Phon. O: Chaque titre a été approuvé en live, sur un sound system de qualité et face à un public critique. Pour autant, on a aussi tenu à ce que le disque fonctionne en voiture, à la radio, dans la cuisine d’une mère de famille…

Vous ne craignez pas qu’on vous reproche cette enfilade de « bangers »? Que votre album soit jugé trop linéaire?

Chris: Je ne pense pas que l’album soit linéaire, il va du pur Hip-Hop aux sons club, technoid, en passant par des chansons un peu plus pop. Le seul point commun c’est que chacune d’entre elle sonne très direct, frappe tout de suite l’auditeur.

Phon.O: On n’est pas vraiment effrayés. Même s’il est vrai qu’aucune piste ne fait dans le « cheesy lounge », l’album reste varié et procure de l’énergie à ses auditeurs. Un peu comme un bon triple expresso.CPL en concert

Comment s’est fait le choix des Mc’s présents sur le disque? Ils sont pour la plupart inconnus et j’ai lu que MySpace vous avait aidé dans votre démarche. Vous confirmez?

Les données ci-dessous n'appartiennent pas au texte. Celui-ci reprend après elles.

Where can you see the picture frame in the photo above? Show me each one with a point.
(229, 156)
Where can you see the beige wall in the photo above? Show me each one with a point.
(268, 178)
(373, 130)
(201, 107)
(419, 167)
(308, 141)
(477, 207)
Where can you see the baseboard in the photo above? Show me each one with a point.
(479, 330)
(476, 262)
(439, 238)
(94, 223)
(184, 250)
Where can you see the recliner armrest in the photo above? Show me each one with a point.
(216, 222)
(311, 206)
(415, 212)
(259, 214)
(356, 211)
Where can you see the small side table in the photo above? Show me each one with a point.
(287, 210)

Chris: En effet, on a trouvé la plupart des Mc’s via MySpace. C’est un très bon outil pour découvrir des artistes talentueux, encore inconnus et avec lesquels tu peux entrer directement en contact. On n’a pas cherché à collaborer avec des Mc’s célèbres, ce qu’on voulait avant tout c’est que chacun des invités ait quelque chose de spécial, d’unique à proposer. Par exemple, lorsqu’on a contacté Yo Majesty il y a un an et demi, c’était de parfaits inconnus en train de travailler sur leur album. Depuis, ils ont signé sur Domino Records et ils sont en route vers le succès. Les concernant, ce qui est cool c’est qu’ils ont souhaité intégrer le morceau qu’on a fait ensemble au tracklisting de leur album, c’est une opportunité formidable pour nous.

Phon.O: C’est très excitant d’avoir la possibilité de contacter beaucoup d’artistes via internet. On était vraiment libre de choisir, sans aucune obligation pour finir le titre. Au fond, c’est un peu comme choisir le bon synthé lorsque tu composes, choisir celui qui correspond à l’idée précise que tu te fais du morceau. En plus, ça a aussi été l’occasion de se faire de nouveaux amis… C’est formidable.

Y a t-il des artistes que vous avez sollicités et avec lesquels ça n’a pu aboutir?

Chris: Il y a environ un an, on a demandé à Santogold de participer au projet. Elle semblait intéressée mais son manager nous a dit qu’elle devait travailler en priorité sur ses propres chansons. C’est regrettable mais on respecte la décision.

Phon.O: C’est vrai que c’est dommage parce qu’on aime beaucoup ce qu’elle fait, depuis le début. On a vu son potentiel artistique dès qu’elle a commencé à mettre des titres sur son MySpace. Elle est incroyable. Peut-être qu’on essayera de re-tenter notre chance dans le futur.

Plus précisément, comment se sont déroulées les collaborations? Est-ce que vous aviez déjà conçus les beats en amont ou sont-ils le fruit d’un dialogue entre vous et les Mc’s?

Chris: L’Idée, c’était d’envoyer des sortes de « brouillon » au Mc et de lui dire ce qu’on avait plus ou moins en tête pour le morceau. Dès qu’il nous renvoyait son couplet, on retravaillait le beat, parfois en supprimant seulement certaine partie de l’original, parfois en le changeant de manière plus importante. Ce qu’il faut savoir lorsque tu travailles avec un Mc, c’est que tu dois laisser des blancs dans l’instrumentale pour qu’il vienne y poser son texte. Ca a été la difficulté principale avec laquelle il a fallu traiter. On avait jamais eu autant de travail sur des paroles par le passé. Les Mc’s tiennent une place vraiment importante sur Supercontinental ».

Phon.O: On est toujours restés critiques mais ça fonctionnait plutôt bien, on a jamais eu à parlementer avec eux. Ils nous ont toujours renvoyé des pistes vraiment « hot » avec des textes à la fois amusants et intéressants. Je pense qu’à chaque fois on a su attribuer la bonne instru au bon Mc.